Results (Qualitative, but Clear)
Condition | Observation | Interpretation |
---|---|---|
1000× (all MWs) | No discernible thickening after 48 h; no gel isolated | Does not bind anywhere near 1000× |
100× (HMW/LMW/S-LMW) | Mild thickening (HMW/LMW/S-LMW); none for U-LMW | Onset of gelation for higher MW |
50× (HMW) | Semi-thick gel; still loose | Approaching saturation, not cohesive |
10× (HMW) | Dense clumps; cohesive, hair-gel consistency | Practical near-saturation appearance |
Low MW classes | Poor/irregular gel formation | Less efficient gelation vs. HMW |
Across runs, the defensible upper bound was ~50×—nowhere close to 1000×. More importantly, there is currently no accepted standard to quantify “fully saturated HA gel,” which complicates cross-study comparison.
Why This Matters for Skin
- No shortcut to ECM: Free HA in formulas doesn’t integrate into your ECM; it forms a surface film that competes for water.
- Rebound tightness risk: In dry air, strong humectants can pull from the stratum corneum if not paired with lipids/occlusion, leaving skin tighter or more reactive.
- Formulation reality: Even ~1% HA in water becomes a viscous gel, pushing toward sticky films over true, durable hydration.
Update: 2022 Follow-Up
Ultra-low MW HA failed to hold its own weight in water under the same conditions. Gelation collapsed at very small sizes—reinforcing that “1000×” is not just exaggerated; it’s implausible across classes.
Limitations & Reproducibility
- Qualitative endpoints (visual gelation). Future work: oscillatory rheology (G′/G″), cone-and-plate viscosity, Karl Fischer moisture on supernatant.
- Environmental controls: report RH/temperature; repeat at 30%, 50%, 70% RH to model skin-relevant humidity.
- MW distribution verification via SEC-MALS for each HA lot.
OUMERE’s Position & Practice
Make Your Own HA
No. 9 (PHA) supports orderly turnover; fresh keratinocytes naturally contribute ECM components, including HA.
Protect Native Stores
Serum Bioluminelle balances lipids and includes botanicals (e.g., horse chestnut extract) associated with HA preservation.
Respect Lipids & pH
See Oil Dissolution Theory to avoid humectant-driven dehydration cycles.
Note: All OUMERE products purchased after January 1, 2018 are hyaluronic-acid-free.
Editor’s Lab Note
Biological Principle: Hydrate by rebuilding and preserving the ECM, not by layering free humectants that compete for water.
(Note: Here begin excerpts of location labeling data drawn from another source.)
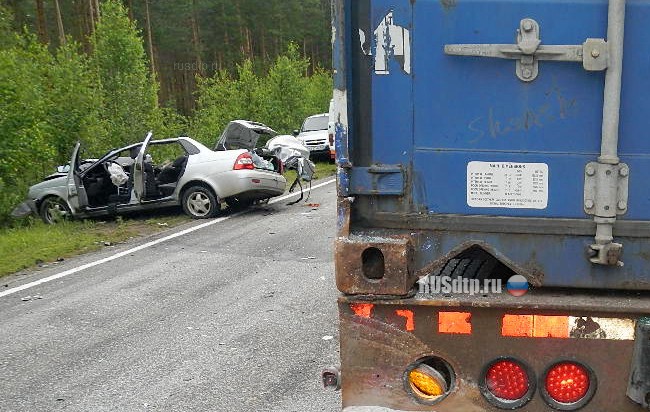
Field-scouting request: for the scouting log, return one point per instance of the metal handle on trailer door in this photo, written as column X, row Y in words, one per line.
column 606, row 180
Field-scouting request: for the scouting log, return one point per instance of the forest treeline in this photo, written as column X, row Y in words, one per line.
column 92, row 79
column 186, row 38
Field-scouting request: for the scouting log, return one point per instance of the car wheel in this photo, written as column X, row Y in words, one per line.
column 200, row 203
column 54, row 210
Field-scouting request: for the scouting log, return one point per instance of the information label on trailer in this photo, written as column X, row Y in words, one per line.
column 507, row 185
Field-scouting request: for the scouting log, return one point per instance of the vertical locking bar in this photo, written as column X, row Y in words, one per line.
column 606, row 251
column 612, row 103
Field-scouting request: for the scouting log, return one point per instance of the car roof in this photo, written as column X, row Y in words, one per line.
column 318, row 115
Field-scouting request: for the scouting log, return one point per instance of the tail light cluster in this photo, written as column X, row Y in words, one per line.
column 506, row 383
column 568, row 385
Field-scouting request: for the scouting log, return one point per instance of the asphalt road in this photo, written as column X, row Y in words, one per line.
column 237, row 316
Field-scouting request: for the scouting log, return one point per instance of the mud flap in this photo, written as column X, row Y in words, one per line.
column 639, row 387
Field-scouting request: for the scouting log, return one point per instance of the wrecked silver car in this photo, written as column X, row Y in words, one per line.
column 160, row 173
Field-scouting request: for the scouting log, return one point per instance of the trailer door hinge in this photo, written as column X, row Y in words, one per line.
column 528, row 51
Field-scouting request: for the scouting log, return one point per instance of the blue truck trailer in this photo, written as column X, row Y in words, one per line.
column 493, row 242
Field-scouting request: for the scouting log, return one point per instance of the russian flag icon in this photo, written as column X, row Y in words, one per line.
column 517, row 285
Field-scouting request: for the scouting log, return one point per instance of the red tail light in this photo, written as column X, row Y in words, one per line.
column 508, row 382
column 569, row 384
column 244, row 161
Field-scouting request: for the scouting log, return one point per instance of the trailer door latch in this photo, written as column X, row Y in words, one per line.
column 528, row 51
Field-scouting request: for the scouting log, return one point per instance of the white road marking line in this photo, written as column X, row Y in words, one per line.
column 144, row 246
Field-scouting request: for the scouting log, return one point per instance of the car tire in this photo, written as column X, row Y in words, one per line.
column 200, row 203
column 53, row 210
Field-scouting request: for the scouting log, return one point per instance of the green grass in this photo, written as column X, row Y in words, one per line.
column 25, row 247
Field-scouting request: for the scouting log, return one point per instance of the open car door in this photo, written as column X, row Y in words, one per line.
column 139, row 172
column 77, row 197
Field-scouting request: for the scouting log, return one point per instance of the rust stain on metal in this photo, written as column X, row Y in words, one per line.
column 397, row 277
column 363, row 310
column 408, row 315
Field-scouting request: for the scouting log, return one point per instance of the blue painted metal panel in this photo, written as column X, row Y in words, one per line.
column 448, row 111
column 392, row 103
column 377, row 180
column 472, row 108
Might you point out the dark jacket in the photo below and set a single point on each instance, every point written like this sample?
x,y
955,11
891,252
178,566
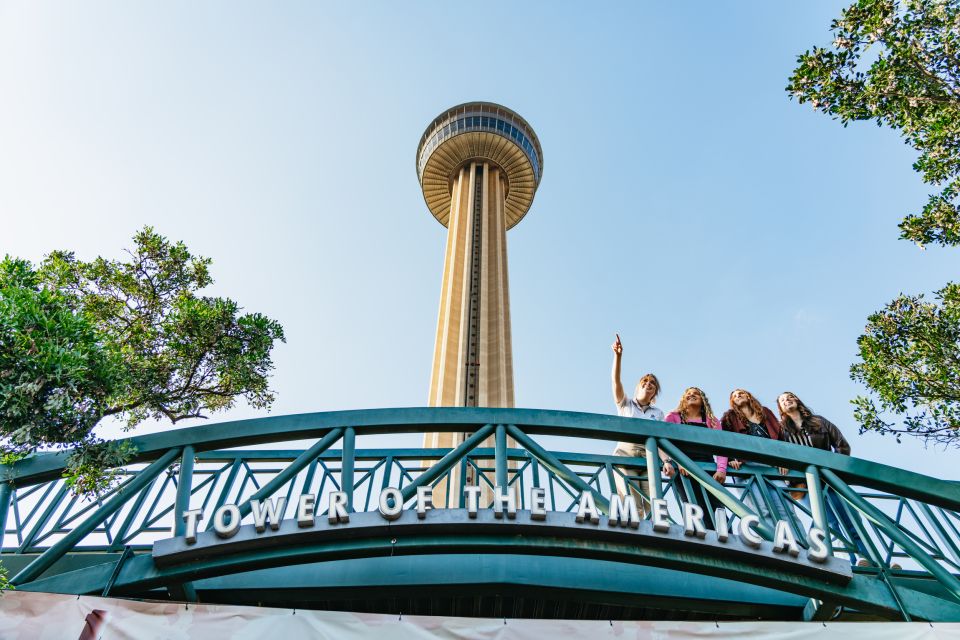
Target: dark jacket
x,y
732,421
817,432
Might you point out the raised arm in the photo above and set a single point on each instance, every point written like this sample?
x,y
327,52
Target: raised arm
x,y
618,394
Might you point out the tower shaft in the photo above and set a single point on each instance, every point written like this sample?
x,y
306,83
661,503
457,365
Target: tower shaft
x,y
472,357
479,165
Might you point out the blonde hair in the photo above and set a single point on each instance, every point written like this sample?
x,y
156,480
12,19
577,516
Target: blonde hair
x,y
652,378
706,413
754,404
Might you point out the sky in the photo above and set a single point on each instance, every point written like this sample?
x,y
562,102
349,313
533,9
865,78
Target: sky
x,y
731,236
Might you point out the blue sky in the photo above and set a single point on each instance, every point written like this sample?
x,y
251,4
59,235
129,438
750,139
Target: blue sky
x,y
732,237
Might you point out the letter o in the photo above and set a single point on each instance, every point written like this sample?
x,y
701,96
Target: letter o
x,y
223,528
388,512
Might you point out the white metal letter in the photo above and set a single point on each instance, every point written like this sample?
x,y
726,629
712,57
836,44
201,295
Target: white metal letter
x,y
267,510
784,540
305,510
503,496
424,501
624,512
722,524
818,551
538,498
660,515
587,509
693,520
192,517
473,494
224,526
337,511
388,512
748,536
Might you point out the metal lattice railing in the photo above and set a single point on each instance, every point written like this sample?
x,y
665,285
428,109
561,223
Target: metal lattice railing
x,y
901,523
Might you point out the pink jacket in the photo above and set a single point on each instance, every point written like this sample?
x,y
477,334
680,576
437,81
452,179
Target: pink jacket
x,y
713,423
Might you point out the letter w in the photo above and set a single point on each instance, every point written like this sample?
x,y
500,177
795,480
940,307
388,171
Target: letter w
x,y
263,510
624,511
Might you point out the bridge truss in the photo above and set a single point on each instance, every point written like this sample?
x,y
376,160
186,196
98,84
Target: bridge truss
x,y
909,523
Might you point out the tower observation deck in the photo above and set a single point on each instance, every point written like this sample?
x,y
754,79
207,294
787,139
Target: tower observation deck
x,y
479,165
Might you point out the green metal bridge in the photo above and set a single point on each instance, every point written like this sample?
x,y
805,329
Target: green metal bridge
x,y
450,565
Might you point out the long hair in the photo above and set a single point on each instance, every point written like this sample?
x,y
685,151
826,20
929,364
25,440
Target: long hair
x,y
755,406
705,411
785,420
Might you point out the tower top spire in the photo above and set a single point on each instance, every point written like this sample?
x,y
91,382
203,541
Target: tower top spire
x,y
482,131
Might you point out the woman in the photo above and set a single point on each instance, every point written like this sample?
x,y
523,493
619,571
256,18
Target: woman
x,y
747,415
694,409
801,426
640,406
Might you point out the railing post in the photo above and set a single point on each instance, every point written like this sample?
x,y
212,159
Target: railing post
x,y
6,489
653,469
818,508
184,487
33,570
347,465
500,456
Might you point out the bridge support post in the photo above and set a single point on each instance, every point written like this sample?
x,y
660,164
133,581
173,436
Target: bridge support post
x,y
817,507
6,489
347,463
500,456
653,469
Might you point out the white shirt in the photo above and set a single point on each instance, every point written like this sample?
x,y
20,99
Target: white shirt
x,y
628,408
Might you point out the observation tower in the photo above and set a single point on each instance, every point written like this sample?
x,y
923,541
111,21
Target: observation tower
x,y
479,165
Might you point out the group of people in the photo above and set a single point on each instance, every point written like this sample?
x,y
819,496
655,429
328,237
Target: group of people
x,y
796,424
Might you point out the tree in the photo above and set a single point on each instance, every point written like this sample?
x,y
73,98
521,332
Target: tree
x,y
898,64
83,341
910,359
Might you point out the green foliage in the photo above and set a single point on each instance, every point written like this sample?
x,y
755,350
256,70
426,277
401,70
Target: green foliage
x,y
910,360
56,373
81,341
898,63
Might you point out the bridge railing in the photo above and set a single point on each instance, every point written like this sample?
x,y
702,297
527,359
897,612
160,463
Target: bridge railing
x,y
901,523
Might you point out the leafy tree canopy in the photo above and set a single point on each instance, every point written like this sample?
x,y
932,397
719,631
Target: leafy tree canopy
x,y
910,358
81,341
898,63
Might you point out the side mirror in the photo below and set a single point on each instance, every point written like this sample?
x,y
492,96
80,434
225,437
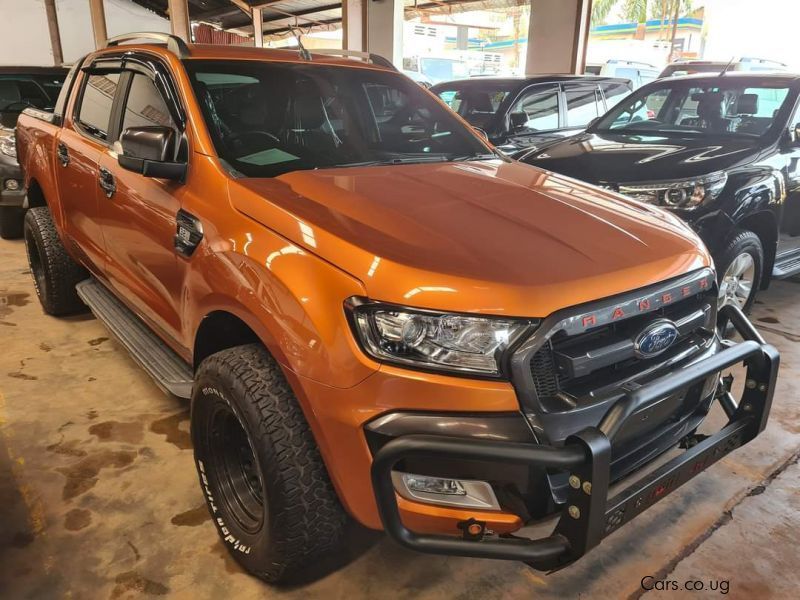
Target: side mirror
x,y
518,120
794,134
481,133
148,150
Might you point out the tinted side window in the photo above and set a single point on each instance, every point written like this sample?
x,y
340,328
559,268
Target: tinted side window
x,y
541,108
582,106
94,112
145,105
63,95
614,92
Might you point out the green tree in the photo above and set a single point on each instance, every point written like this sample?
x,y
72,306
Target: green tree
x,y
638,11
630,10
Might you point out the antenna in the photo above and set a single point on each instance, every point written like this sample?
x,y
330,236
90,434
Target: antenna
x,y
728,66
304,54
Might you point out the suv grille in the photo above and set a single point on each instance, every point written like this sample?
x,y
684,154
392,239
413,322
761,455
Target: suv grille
x,y
589,356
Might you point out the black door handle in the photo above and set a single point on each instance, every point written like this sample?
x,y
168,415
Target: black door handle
x,y
107,182
189,233
63,154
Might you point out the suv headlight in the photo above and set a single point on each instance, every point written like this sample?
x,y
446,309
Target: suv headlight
x,y
426,339
8,145
680,193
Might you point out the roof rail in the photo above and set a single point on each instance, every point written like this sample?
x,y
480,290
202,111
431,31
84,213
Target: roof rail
x,y
375,59
174,44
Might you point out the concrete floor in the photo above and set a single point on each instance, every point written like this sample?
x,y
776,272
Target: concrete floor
x,y
99,497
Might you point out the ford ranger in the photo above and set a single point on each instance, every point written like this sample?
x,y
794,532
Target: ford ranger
x,y
372,311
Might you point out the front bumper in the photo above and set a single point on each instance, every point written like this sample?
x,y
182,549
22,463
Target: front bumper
x,y
589,515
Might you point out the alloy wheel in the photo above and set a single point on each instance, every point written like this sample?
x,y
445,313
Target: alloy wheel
x,y
738,282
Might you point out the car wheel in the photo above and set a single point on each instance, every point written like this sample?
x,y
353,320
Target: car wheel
x,y
54,272
11,222
739,270
261,472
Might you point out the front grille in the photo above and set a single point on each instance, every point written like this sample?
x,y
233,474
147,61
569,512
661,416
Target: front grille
x,y
552,377
589,355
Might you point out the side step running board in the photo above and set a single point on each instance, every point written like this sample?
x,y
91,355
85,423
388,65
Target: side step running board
x,y
787,264
168,369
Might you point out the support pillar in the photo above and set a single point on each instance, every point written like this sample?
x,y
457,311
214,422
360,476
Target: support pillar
x,y
258,28
98,13
179,19
385,29
557,36
354,25
55,34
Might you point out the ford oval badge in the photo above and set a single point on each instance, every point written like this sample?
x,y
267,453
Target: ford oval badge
x,y
655,338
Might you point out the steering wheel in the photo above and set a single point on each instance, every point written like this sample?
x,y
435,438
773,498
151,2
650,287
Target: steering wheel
x,y
242,138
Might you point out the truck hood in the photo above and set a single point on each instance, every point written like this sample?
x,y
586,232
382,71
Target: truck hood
x,y
617,158
494,237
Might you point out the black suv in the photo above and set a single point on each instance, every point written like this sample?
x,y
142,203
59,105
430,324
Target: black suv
x,y
20,88
525,112
722,151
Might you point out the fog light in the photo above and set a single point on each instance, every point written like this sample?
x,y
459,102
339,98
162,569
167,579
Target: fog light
x,y
434,485
467,493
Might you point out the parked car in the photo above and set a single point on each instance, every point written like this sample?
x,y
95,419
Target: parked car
x,y
20,87
638,73
419,78
523,112
435,68
721,152
750,64
373,311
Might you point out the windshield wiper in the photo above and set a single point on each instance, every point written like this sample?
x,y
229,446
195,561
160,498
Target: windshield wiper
x,y
475,156
393,161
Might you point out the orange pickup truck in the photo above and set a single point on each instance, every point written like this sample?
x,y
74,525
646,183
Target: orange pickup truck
x,y
373,312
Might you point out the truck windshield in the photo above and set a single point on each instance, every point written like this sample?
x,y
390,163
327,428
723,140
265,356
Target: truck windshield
x,y
699,107
443,69
477,102
270,118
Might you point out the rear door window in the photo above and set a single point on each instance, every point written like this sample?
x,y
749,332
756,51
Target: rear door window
x,y
541,108
145,106
614,92
583,105
94,112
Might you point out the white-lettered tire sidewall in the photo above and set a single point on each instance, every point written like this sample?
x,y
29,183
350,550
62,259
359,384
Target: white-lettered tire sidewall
x,y
251,550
Our approach favors endogenous production, inflammation control, and lipid-water balance—with occlusion used thoughtfully by skin state and climate.
Further Reading & Research
References (selected): Burdick & Prestwich (2011) Adv Mater; Chen & Abatangelo (1999) Wound Repair Regen; Gandhi & Mancera (2008) Chem Biol Drug Des; Hay (2013) Cell Biology of Extracellular Matrix. Plus OUMERE lab observations reported herein.
Scientific disclaimer: Educational content for informed skincare decisions; not medical advice. Experimental conditions noted above; individual responses vary by skin state and environment.